Ancak, resmi sözleşmeye konu olan olayların gerçekte farklı olduğu veya resmi sözleşme dışında, taraflar arasında yapılmış gizli bir inanç sözleşmesi bulunduğu iddia edilir ise bu durumun mevcudiyetini aynı kuvvetteki bir delille, yani resmi bir sözleşmeyle ispat edilmesini beklemek hayatın olağan akışına ters düştüğünden, 1947 tarihli İçtihadı Birleştirme Kararıyla, hiç olmazsa bu durumun yazılı delille ispatlanabilmesine imkân tanınmıştır. Böylece, resmi sözleşmenin aksini ispat yükü zorlaştırılmamış, aksine kolaylaştırılmıştır.

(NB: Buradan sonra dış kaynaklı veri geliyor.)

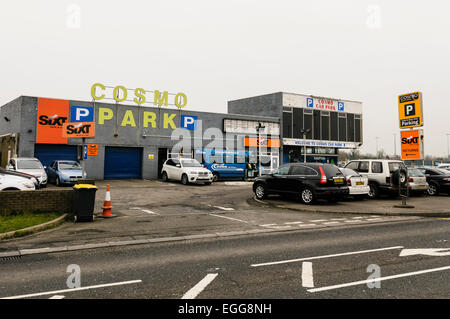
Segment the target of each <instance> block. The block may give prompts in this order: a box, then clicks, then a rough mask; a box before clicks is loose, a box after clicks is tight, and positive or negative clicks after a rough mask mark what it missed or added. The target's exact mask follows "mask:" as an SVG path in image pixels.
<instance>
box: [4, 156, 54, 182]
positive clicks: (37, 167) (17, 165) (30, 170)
mask: <svg viewBox="0 0 450 319" xmlns="http://www.w3.org/2000/svg"><path fill="white" fill-rule="evenodd" d="M6 169H7V170H10V171H13V172H19V173H26V174H29V175H33V176H34V177H35V178H36V179H37V180H38V182H39V188H42V187H47V180H48V178H47V174H46V172H45V168H44V166H42V163H41V162H40V161H39V160H38V159H37V158H34V157H14V158H11V159H10V160H9V163H8V165H7V166H6Z"/></svg>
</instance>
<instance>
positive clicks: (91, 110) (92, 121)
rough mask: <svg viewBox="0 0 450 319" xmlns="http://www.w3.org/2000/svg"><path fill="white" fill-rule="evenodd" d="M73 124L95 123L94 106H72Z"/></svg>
mask: <svg viewBox="0 0 450 319" xmlns="http://www.w3.org/2000/svg"><path fill="white" fill-rule="evenodd" d="M70 121H71V122H94V108H93V107H92V106H72V108H71V109H70Z"/></svg>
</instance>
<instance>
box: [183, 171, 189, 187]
mask: <svg viewBox="0 0 450 319" xmlns="http://www.w3.org/2000/svg"><path fill="white" fill-rule="evenodd" d="M181 184H183V185H187V184H189V179H188V177H187V175H186V174H183V176H181Z"/></svg>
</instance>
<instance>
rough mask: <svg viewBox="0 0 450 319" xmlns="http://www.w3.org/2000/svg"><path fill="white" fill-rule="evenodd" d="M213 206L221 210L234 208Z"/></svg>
mask: <svg viewBox="0 0 450 319" xmlns="http://www.w3.org/2000/svg"><path fill="white" fill-rule="evenodd" d="M213 207H215V208H218V209H221V210H226V211H231V210H234V208H232V207H222V206H213Z"/></svg>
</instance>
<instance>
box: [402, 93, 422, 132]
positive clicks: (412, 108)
mask: <svg viewBox="0 0 450 319" xmlns="http://www.w3.org/2000/svg"><path fill="white" fill-rule="evenodd" d="M398 116H399V123H400V129H404V128H413V127H420V126H423V107H422V93H421V92H414V93H408V94H403V95H400V96H399V97H398Z"/></svg>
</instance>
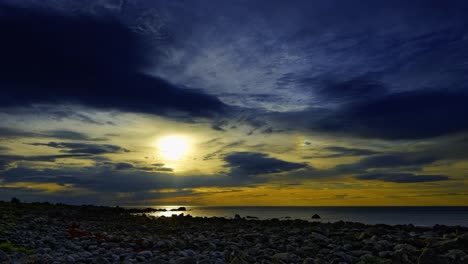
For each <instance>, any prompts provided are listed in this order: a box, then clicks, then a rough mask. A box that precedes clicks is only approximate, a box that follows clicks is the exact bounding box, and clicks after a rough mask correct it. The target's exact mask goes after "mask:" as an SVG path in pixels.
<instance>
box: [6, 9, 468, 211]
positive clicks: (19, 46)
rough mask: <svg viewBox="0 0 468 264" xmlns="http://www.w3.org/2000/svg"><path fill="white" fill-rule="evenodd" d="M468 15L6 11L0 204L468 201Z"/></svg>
mask: <svg viewBox="0 0 468 264" xmlns="http://www.w3.org/2000/svg"><path fill="white" fill-rule="evenodd" d="M467 12H468V3H467V2H466V1H455V0H448V1H435V0H424V1H423V0H415V1H400V0H396V1H383V0H377V1H376V0H363V1H357V2H356V1H345V0H298V1H275V0H268V1H267V0H258V1H250V0H229V1H228V0H221V1H214V0H200V1H188V0H157V1H153V0H151V1H150V0H138V1H137V0H99V1H90V0H84V1H76V0H44V1H35V0H4V1H2V3H1V4H0V32H1V34H2V37H1V39H2V40H1V42H0V58H1V61H0V200H9V199H10V198H11V197H18V198H19V199H20V200H22V201H29V202H35V201H39V202H43V201H49V202H63V203H70V204H102V205H212V206H230V205H232V206H234V205H265V206H273V205H277V206H305V205H311V206H312V205H313V206H335V205H336V206H338V205H339V206H388V205H395V206H401V205H468V199H467V198H468V187H467V184H468V151H467V149H468V119H467V116H468V87H467V84H468V82H467V81H468V19H467V18H466V13H467Z"/></svg>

Davacılar ile davalı arasındaki akrabalık ilişkisi “baba – kayınbaba” yakınlığındadır. Davacılar, mülkiyeti halen baba-kayınbaba adına kayıtlı bulunan ve bağımsız bölümü temsil eden taşınmazdaki ¼ oranındaki payın bedelinin kendileri tarafından karşılandığını, satın alındığı tarihten itibaren evin kendileri tarafından kullanıldığını, ancak tapunun babaları davalı üzerine yapıldığını, davalının inanç sözleşmesine aykırı davranışta bulunarak adına kayıtlı bulunan taşınmazın tapusunu devre yanaşmadığını belirterek, tapusunun iptali ile adlarına tescilini talep etmişlerdir.

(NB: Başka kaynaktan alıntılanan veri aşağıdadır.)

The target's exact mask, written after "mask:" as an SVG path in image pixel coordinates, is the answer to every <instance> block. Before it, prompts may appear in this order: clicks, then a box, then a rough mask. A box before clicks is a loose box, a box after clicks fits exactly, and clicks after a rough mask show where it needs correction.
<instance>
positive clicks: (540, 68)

Davaya konu olay, “mülkiyet hakkına” dayanmayıp, “şahsi hakka” dayalı tapu iptal ve tescil davasıdır. Tapu iptal davasının şahsi hakka dayanması halinde, davalı tarafın iddianın aksini ispat amacıyla senet ileri sürmemesi halinde, HMK’nın 201. maddesi uyarınca bir senedin varlığından ve senede karşı tanıkla ispat yasağından söz edilemeyecektir.

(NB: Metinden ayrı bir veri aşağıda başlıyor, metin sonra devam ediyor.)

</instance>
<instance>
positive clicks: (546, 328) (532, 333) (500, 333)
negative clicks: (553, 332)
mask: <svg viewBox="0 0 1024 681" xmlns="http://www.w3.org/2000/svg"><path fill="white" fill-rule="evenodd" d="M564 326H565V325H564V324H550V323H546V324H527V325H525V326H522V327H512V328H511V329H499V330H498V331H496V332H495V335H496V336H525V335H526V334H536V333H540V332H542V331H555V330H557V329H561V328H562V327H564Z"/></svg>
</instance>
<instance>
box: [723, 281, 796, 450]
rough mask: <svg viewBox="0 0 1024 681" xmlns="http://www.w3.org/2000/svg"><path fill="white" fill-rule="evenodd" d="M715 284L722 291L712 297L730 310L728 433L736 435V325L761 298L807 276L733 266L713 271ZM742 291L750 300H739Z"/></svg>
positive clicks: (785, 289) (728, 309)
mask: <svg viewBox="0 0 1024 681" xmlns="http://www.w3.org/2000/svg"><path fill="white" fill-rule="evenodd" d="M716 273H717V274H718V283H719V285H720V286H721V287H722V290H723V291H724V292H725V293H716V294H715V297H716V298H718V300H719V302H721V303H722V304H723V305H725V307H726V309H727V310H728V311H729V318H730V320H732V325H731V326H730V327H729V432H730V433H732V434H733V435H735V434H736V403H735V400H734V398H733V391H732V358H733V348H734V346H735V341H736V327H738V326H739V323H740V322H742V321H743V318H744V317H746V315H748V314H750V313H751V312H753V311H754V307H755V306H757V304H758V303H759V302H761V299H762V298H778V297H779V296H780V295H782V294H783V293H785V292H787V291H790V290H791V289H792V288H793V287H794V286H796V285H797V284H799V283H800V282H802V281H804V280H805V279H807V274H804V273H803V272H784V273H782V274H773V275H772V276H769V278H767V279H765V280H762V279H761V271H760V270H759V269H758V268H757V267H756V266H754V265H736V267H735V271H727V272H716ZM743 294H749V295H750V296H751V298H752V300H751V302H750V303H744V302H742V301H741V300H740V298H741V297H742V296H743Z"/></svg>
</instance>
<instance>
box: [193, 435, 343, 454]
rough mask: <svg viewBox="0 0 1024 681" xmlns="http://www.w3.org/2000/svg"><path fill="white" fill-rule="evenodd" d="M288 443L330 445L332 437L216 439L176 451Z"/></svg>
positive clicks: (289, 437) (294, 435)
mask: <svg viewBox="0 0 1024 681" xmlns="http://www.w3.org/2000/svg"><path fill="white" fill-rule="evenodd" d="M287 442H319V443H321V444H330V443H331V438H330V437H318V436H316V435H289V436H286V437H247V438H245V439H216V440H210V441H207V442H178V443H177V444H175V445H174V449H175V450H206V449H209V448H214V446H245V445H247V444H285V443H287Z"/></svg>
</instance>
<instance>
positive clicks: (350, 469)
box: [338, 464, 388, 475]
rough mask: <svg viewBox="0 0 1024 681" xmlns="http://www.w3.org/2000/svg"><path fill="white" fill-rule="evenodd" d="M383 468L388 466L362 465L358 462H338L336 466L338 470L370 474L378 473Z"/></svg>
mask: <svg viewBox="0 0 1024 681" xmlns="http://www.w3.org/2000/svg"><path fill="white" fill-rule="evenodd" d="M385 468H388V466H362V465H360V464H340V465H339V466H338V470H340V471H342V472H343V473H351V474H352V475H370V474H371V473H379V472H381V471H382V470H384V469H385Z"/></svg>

Mahkemece, şahsi hakka dayalı inançlı işlem gerekçe gösterilerek açılan bu davada, ispat hukukuna ilişkin hükümler ve özellikle 6100 Sayılı Kanunun senetle ispatın istisnasını düzenleyen 203. maddesi nazara alınmış, dinlenen tanık beyanları ve dosya kapsamına göre tapu iptal ve tescil talebi kabul edilmiştir.

Öte yandan hükmün gerekçesinde de açıkça belirtildiği üzere, davalı taraf 7/11/2014 tarihli celsede tanık dinlenmesini açıkça kabul etmiştir. Mahkemece, davanın ispatına dayanak yapılan delillerin ispat gücü, olaya ve davanın taraflarının akrabalık bağına uygun olarak değerlendirilmiştir.

Açıklanan sebeplerle, yerel mahkeme hükmünün onanması görüşünde olduğumdan, davacıların iddialarını yazılı delille ispatlayamadıkları kabulüne dayalı Sayın Çoğunluğun hükmün bozulması görüşüne katılamıyorum.